En coulisse toutefois, d’autres discussions démarreront dès le 13 novembre, à Tunis déjà. Des groupes de travail négocieront pour définir une position commune sur un sujet qui divise les participants : la gouvernance de l’internet. Schématiquement, le front oppose les États-Unis au reste du monde.

Concrètement, les participants à ces réunions préparatoires auront à débattre sur neuf propositions différentes. Elles émanent de l’Argentine, du Brésil, du Canada, de l’Iran. L’Union européenne a rédigé un document résumant la position de tous ses membres, le continent africain présente aussi une proposition commune, tout comme la Russie, l’Azerbaidjan, la Moldavie et le Belarus, ainsi que l’Arabie Saoudite, officiellement au nom des autres pays arabes.

Front commun de politiques et d’industriels aux Etats-Unis

Point commun entre la plupart de ces propositions : la contestation du rôle prépondérant des États-Unis dans la gestion internationale de l’internet. Le gouvernement américain est accusé d’avoir la mainmise sur l’Icann, l’organisme en charge de la gouvernance d’internet. Créé en 1998, il gère le système des noms de domaine (DNS) et les questions techniques liées à l’internet. Depuis sa création, il est sous la tutelle du ministère américain du Commerce.

Les opposants à ce fonctionnement évoquent deux événements récents pour mettre en lumière la domination des États-Unis : tout d’abord, le gouvernement américain a imposé son veto à la création d’une extension .XXX pour les sites pornographiques, pourtant préalablement validée par l’Icann. Second exemple : c’est une société américaine, Verisign, qui s’est vue confier jusqu’à 2012 la gestion des très lucratifs .com, sans qu’aucun appel d’offres n’ait été lancé.

Les propositions alternatives sont plutôt favorables à un transfert de la charge de la gestion aux Nations-unies, et plus précisément à l’Union internationale des télécommunications (UIT). Ce à quoi s’oppose fermement le gourvenement américain. Un véritable front commun de politiques comme de groupes industriels s’est d’ailleurs formé outre-Atlantique pour soutenir la position de Washington.
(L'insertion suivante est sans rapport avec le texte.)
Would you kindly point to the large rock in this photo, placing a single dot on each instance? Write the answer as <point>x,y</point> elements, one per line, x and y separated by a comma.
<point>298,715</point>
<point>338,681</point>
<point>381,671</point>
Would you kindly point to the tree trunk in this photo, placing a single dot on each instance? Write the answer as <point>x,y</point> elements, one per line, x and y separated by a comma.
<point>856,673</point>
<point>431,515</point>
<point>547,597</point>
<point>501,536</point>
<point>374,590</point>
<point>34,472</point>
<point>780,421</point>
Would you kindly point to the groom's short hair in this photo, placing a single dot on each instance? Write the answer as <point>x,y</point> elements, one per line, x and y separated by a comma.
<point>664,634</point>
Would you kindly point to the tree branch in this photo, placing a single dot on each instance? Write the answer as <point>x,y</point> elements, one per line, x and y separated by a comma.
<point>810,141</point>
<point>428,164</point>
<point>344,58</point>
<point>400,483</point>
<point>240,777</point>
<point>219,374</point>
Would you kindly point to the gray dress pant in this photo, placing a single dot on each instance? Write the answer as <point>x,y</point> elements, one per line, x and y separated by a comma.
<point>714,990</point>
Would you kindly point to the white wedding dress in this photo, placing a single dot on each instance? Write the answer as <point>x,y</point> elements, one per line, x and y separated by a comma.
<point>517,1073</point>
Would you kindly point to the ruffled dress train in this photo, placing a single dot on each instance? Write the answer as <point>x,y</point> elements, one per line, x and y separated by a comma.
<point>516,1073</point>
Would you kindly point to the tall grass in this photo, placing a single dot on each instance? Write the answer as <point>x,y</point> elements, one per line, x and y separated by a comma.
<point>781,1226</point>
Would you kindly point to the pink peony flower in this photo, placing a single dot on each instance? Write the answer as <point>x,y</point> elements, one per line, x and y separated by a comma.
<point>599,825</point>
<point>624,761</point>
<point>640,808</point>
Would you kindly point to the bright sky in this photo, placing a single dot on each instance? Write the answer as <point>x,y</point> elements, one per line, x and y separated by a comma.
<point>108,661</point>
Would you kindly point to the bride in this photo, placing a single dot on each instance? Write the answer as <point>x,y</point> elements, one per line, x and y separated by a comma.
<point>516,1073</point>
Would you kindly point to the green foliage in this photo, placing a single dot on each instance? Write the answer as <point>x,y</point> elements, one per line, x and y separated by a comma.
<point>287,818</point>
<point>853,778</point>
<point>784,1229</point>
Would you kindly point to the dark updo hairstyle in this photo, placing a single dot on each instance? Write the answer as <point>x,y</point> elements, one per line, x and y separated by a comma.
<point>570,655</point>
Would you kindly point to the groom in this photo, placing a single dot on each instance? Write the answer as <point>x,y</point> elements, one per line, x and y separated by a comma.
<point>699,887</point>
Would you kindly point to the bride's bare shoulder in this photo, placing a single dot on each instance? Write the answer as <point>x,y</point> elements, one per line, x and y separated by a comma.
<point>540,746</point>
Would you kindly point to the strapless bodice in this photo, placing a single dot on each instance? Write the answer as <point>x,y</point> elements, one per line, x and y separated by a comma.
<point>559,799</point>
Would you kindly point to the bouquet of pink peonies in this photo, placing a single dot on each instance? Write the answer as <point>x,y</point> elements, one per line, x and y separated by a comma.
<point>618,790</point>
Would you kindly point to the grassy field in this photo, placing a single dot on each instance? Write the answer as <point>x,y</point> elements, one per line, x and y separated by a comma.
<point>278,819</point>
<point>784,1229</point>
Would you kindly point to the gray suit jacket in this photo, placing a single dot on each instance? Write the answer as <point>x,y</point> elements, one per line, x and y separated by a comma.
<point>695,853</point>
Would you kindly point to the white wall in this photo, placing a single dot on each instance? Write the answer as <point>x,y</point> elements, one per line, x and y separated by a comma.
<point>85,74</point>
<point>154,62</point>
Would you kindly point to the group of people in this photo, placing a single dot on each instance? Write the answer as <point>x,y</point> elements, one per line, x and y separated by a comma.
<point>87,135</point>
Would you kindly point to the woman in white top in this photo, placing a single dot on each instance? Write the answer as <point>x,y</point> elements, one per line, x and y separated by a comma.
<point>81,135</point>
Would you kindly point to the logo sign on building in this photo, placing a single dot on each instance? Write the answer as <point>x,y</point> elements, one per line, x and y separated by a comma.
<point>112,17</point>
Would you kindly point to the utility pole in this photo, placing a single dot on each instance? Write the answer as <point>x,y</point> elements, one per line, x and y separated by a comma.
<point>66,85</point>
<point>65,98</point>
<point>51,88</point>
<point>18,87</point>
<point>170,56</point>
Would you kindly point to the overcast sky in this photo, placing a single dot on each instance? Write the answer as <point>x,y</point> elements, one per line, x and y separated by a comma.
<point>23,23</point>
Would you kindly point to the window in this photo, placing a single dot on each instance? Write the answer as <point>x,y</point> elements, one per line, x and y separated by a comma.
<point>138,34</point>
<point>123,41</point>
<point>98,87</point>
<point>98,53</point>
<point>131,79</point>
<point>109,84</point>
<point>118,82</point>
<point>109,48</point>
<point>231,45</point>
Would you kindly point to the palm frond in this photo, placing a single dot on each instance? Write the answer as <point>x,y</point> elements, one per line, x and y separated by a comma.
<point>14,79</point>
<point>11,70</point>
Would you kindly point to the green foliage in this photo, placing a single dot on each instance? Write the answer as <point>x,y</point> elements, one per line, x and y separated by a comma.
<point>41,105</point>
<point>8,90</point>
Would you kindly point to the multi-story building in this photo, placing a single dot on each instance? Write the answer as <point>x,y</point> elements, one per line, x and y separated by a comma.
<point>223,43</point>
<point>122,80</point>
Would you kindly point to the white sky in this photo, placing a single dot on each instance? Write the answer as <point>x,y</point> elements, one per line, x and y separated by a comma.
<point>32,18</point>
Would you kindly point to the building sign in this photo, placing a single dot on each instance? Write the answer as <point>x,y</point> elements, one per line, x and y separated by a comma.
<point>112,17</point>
Des parlementaires américains ont introduit devant le Sénat et la Chambre des représentants des motions de soutien à une politique de fermeté de la part de l’administration Bush. Si le statu quo n’était pas maintenu, l’internet deviendrait « un instrument de censure et de suppression politique », selon eux. Ils pointent notamment le fait que des nations « non démocratiques » comme la Chine ou l’Iran souhaitent un tel changement.

Les représentants américains déterminés à rester fermes

De grands groupes américains, comme Google, IBM ou Microsoft soutiennent eux aussi leur gouvernement. « L’une de nos plus grandes inquiétudes est que des politiques qui n’ont rien à voir avec l’Icann viennent interférer dans la façon dont l’internet sera géré », expliquait récemment à CNET News.com Rick Lane, l’un des vice-présidents du groupe de médias News Corp. Ces sociétés craignent en particulier que de nouvelles taxes leur soient imposées si les Etats-Unis perdent leur mainmise dans la gouvernance de l’internet.

« Naturellement, nous voulons trouver un terrain d’entente, nous voulons que le SMSI soit un succès, mais nous n’abandonnerons pas nos principes pour y parvenir », a déclaré en octobre David Gross, l’émissaire qui représentera les Etats-Unis à Tunis.

« Nous allons au SMSI pour promouvoir un système très flexible, qui est minimaliste, mais essentiel pour la stabilité et la sécurité », précise pour CNET News.com Richard Beaird, coordinateur au sein du ministère du Commerce US. « D’autres, comme l’Union européenne, voudraient remplacer cela par un conseil intergouvernemental. Nous ne pensons pas que cela soit la bonne façon de procéder ». Les trois jours de négociations qui arrivent s’annoncent très longs.